Fr. Pama of Philosophy, IICS presents paper on voice as paradigm of culturally-appropriated hierophanies

Rev. Fr. Hermel O. Pama, O.P., PhD, an anthropologist and faculty member of the Faculty of Philosophy, presented his research paper entitled “The Voice and the Voiceless: Startling Sacred and Sacred Starts,” during the April 25-26, 2019 International Conference on Religion and Spirituality in Society, in Granada, Spain. The conference bore the theme “Universal Religious Symbols: Mutual Influences and Specific Relationships.”

Fr. Pama’s study explored “voice as a paradigm of culturally-appropriated hierophanies, with its binary, the ‘voiceless’ referring to silent manifestations employing visual and other experiential modes of communication.” According to Fr. Pama, the phenomenon is common among the Catholic cult of saints in the Philippines. He cited the Nuestra Señora de Peñafrancia in Bicol and the Our Lady of the Holy Rosary of Manaoag in Pangasinan, both of which draw thousands of pilgrims throughout the year.

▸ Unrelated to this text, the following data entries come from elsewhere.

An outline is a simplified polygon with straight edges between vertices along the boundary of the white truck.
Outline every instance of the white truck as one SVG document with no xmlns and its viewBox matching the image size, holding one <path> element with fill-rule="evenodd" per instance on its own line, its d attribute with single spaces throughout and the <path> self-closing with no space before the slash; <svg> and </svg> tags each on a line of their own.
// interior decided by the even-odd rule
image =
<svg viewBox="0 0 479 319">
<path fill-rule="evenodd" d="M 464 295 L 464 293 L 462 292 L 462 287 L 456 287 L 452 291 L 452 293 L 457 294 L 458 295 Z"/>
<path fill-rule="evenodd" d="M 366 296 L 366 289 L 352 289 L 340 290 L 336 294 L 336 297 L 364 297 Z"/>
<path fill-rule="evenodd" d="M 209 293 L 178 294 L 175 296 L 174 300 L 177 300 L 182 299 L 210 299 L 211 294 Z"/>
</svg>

While the Peñafrancia was fished out of the river, the Manaoag appeared and called from atop a hill. Both revelatory models, according to Fr. Pama, “are found in the narratives of the sacred as Santong Boses (sacred voice), in the religious tradition surrounding Mount Banahaw in the Southern Tagalog region.” The study “explored voice as contested power, and as universal paradigm in God talk: as startling starts, and at the start / incipience of religion as a startling experience.”